Parameterises fractional operator occupancy θ as a function of titrant concentration.

  • hill_geno (default) — Hill equation with per-genotype Kd and n

  • categorical_geno — independent θ at each titrant concentration

  • hill_mut — Hill equation with per-mutation additive effects on Kd and n

  • thermo.* — thermodynamic partition-function models (see configure_model_cli.py docstring for the full set of registry keys)

Transformation Correction (--transformation_model)#

Corrects for congression (multiple plasmids entering one cell during transformation).

  • empirical (default) — empirical correction curve

  • logit_norm — logit-normal correction

  • single — no correction (assumes exactly one plasmid per cell)

Theta Rescale (--theta_rescale_model)#

Rescales θ before it enters the condition-growth model.

  • passthrough (default) — identity; θ ∈ [0, 1]

  • logit — maps θ → log(θ/(1−*θ*)); expands dynamic range at extremes. Incompatible with the power and saturation growth models.

Noise Models#

Additional noise components (default zero for all):

  • --theta_growth_noise_model: zero (default), beta, logit_normal

  • --theta_binding_noise_model: zero (default), beta

  • --growth_noise_model: zero (default), normal_kt (learns a global growth-rate noise term σ_k in quadrature with ln_cfu_std)

Model Naming Conventions#

Model component names follow a set of conventions that encode what each component does.

Level of Parameterisation#

Models that infer one parameter per genotype carry a _geno suffix; models that decompose effects at the mutation level carry a _mut suffix. Models with no natural per-mutation alternative (e.g. fixed) have no suffix.

Examples: hierarchical_geno, horseshoe_mut, hill_geno, hill_mut.

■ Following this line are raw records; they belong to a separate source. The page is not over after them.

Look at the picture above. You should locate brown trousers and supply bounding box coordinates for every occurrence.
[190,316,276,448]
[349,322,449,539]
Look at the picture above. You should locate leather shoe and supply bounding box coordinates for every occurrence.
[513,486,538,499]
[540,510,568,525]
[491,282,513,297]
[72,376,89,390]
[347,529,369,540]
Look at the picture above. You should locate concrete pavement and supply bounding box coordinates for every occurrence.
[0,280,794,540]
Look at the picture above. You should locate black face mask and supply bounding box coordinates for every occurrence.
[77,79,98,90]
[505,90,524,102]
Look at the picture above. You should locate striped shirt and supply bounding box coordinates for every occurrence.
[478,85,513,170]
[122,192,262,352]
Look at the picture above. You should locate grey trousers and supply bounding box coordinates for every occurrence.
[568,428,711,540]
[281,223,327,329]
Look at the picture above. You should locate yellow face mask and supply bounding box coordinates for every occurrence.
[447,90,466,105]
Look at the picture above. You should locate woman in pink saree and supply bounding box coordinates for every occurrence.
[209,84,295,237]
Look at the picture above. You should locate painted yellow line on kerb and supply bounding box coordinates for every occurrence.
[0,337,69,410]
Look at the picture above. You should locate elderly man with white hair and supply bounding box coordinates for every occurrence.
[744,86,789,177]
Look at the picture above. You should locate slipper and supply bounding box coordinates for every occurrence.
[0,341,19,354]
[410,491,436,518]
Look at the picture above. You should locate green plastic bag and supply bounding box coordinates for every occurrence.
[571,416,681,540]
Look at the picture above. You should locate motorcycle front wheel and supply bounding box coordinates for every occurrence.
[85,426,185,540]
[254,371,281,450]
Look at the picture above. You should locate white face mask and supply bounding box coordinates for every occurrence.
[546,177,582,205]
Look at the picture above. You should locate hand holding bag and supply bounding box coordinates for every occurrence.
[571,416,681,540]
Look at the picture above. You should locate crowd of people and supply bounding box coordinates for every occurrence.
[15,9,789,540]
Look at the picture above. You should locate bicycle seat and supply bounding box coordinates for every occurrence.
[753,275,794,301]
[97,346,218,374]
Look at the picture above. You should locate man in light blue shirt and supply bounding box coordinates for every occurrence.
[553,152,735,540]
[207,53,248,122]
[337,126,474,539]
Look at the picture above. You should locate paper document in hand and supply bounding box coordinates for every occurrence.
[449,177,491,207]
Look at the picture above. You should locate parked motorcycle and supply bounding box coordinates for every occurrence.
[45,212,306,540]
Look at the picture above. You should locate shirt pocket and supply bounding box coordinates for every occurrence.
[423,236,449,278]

Thermodynamic Theta Models#

Operator-occupancy (θ) models derived from an explicit partition function use a three-part dot-separated name:

thermo.{MODEL}.{PRIOR}

MODEL encodes the partition-function topology with four underscore-separated fields:

Field

Meaning

O

Oligomeric state (e.g. O2 = homodimer)

C

Number of conformational states

K

Number of independent equilibrium constants

U

Unfolded state: U0 = folded only, U1 = folding equilibrium

A trailing letter (a, b, …) disambiguates topologically distinct models that share the same O/C/K/U counts. These letters carry no ordering; a simply means “first registered variant.”

Currently implemented models:

  • O2_C4_K3_U0_a — four-state lac-repressor homodimer (no unfolding)

  • O2_C4_K3_U1_a — same with an explicit folding/unfolding equilibrium

  • O2_C12_K5_U0_a — full MWC two-state homodimer (no unfolding)

  • O2_C12_K5_U1_a — same with an explicit folding/unfolding equilibrium

PRIOR describes how the equilibrium constants are parameterised:

Name

Description

PK

Independent normal prior on each log-K

PddG

Priors informed by estimated ΔΔG values

PnnC

Neural network predicting per-conformation ΔΔG values

PnnK

Neural network predicting log-K values directly (planned)

Full example names: thermo.O2_C4_K3_U0_a.PK, thermo.O2_C12_K5_U1_a.PnnC.